I purchased a Ricoh Theta S in late July and provided an overview of the camera capabilities and my initial experiences. Now that I have worked with the camera a few months, I thought it time to share some additional information and tips. Probably the most important tip is that the device can be affected by extreme heat (and likely cold). It can become unresponsive (which means you can’t turn the camera off and can’t access any of the functions). The best way to get around this is to hold the power button for more than 8 seconds. This forces a reset and the camera is then back to its “normal self.” Let’s examine a bit more about the camera, especially the editing of images created using this device.
I have learned that the images are termed equirectangular. Surprisingly, this is a projection first used by map makers during the time of the Romans.
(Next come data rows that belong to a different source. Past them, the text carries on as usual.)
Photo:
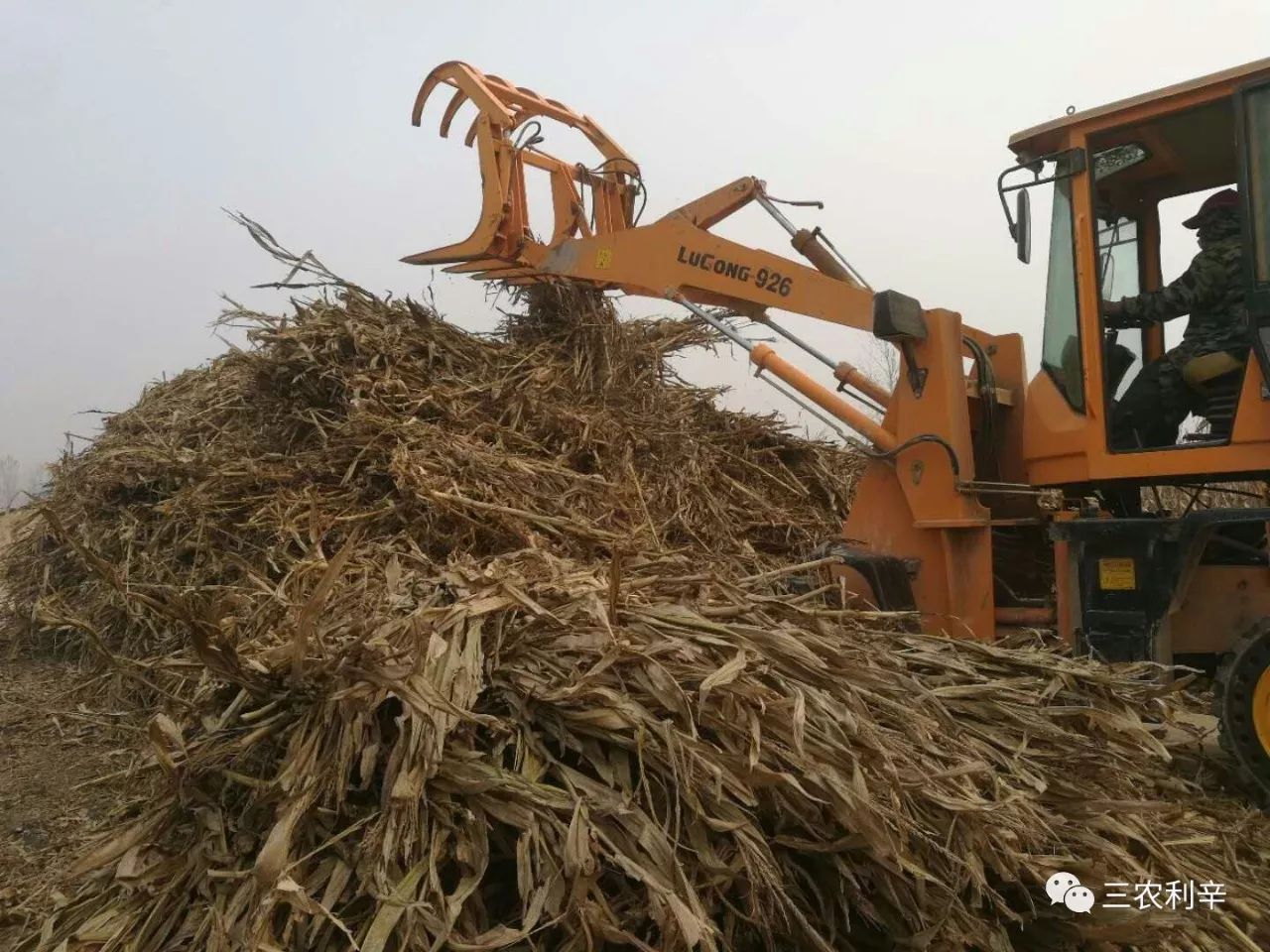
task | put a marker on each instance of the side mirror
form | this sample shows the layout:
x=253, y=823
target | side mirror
x=1023, y=226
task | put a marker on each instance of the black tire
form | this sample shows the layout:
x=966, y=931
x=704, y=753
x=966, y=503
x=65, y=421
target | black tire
x=1232, y=703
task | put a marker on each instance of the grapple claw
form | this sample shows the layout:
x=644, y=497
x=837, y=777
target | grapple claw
x=448, y=116
x=503, y=240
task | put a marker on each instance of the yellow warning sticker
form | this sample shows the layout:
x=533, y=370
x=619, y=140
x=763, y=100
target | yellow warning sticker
x=1116, y=575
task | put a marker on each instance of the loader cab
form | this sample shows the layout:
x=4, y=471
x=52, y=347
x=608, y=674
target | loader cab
x=1109, y=172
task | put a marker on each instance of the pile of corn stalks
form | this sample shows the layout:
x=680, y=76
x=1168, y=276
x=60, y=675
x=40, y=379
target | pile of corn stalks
x=483, y=644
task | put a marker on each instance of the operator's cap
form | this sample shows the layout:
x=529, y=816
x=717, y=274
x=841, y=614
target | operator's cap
x=1224, y=200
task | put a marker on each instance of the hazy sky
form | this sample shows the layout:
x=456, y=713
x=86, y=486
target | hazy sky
x=130, y=125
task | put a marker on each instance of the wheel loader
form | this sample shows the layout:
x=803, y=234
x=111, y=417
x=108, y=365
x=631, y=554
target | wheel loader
x=987, y=499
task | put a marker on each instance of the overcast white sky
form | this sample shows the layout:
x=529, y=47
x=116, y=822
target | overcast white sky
x=128, y=126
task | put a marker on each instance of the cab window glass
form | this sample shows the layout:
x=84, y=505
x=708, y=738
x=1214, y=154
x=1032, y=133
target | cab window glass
x=1257, y=130
x=1061, y=345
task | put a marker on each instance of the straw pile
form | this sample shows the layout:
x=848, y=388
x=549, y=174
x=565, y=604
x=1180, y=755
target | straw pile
x=480, y=644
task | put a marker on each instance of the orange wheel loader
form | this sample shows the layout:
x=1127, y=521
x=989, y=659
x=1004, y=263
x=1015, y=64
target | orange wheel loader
x=988, y=499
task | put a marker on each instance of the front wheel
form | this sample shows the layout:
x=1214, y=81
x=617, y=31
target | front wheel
x=1241, y=701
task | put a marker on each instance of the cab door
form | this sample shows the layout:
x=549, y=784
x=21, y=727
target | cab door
x=1254, y=136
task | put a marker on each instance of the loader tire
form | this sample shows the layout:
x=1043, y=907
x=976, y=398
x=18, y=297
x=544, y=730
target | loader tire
x=1241, y=701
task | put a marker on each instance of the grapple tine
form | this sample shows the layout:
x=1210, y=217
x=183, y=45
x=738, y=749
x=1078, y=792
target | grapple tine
x=503, y=244
x=448, y=117
x=480, y=264
x=471, y=81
It is an attempt to project a 3 dimensional object in 2 dimensions. Although this type of projection introduced all sorts of distortions when working with maps, this old technique has uses with modern technologies (such as the Theta S).
I have also learned there are 2 apps one needs to use when working with these sorts of images. The first is the Theta app (which controls the camera). The second is the Theta+ app (which allows you to edit the images). Both are highlighted in the screen snippet below.
Although one can edit these images in tools like Photoshop, I recommend working with the app first. It tends to have more capabilities and is specifically designed for these images. For example, here is what an image would look like when editing it in Photoshop. Note how the image is distorted.
Here is the same image being edited in the Theta+ app on my iPhone. The image appears as a 360 degree image and can be moved around while editing.
Let’s investigate the capabilities of the Theta+ app. When you first launch the app, you are presented with choices (either working with a time lapse or editing an image). Initially, I was unaware that one can create time lapse, but found that option within the camera settings.
I am still experimenting with the time lapse option. When you connect to the camera, you can find this option under the camera settings. I highlighted the three main areas to consider in these settings.  You need to activate interval shooting.  You need to decide on the image size (smaller images allow for more images to be stored on the camera while shooting). You will see the available number based on the selected image size .
I have also discovered it is a good idea to turn off the sleep after option on the camera. Otherwise, the camera shuts itself down while doing these interval shots.
Once you have taken a number of images, you transfer them from the camera and then open them in the Theta+ app (selecting the time lapse option mentioned above). You see that I have chosen 9 images in the series below.
You then see a preview of the images after they are available for editing.
If you choose to edit the images, you can rearrange them (moving each up or down using the grip on the right of each image). You can also delete a specific image (icon on the left of each image).
Once you have the sequence, you select next and can then control the speed of playback.
Once you are finished, you can then save your work for subsequent uploading to the Theta360.com site. Here is what the finished result looks like. I have discovered that the image displays on a desktop, but must be viewed in the Theta app on mobile devices.
My first attempt at time lapse. Culinary Arts dinner. Sept. 29, 2016 #theta360 – Spherical Image – RICOH THETA
For now, I view the time lapse approach as a “work in progress.” I have found the other image editing features more useful.
If you choose to edit an image (instead of create a time lapse video), you are presented with two choices.
Given that I might want to share images outside of the Theta application, I typically work with the “Cropped Image” approach. When you open the image, you have choices to filter, view, and crop.
If you select “Filter” from the choices above, you can apply a number of filter options. Some are shown below.
I haven’t experimented much with filters yet. You can also change the view of the image.
The default view is the mirror ball shown above. However, you can also create “little planets.”
You can also convert the image into a more normal version using the option on the right (Rectilinear).
You can also change the aspect ratio of the image
As you see above, there are many options (from 2:1 to 4:3 and more).
These are just some of the capabilities of the Theta S camera and editing the photos with the Theta+ app. I am curious if you have experimented with the camera and this app. I look forward to your comments.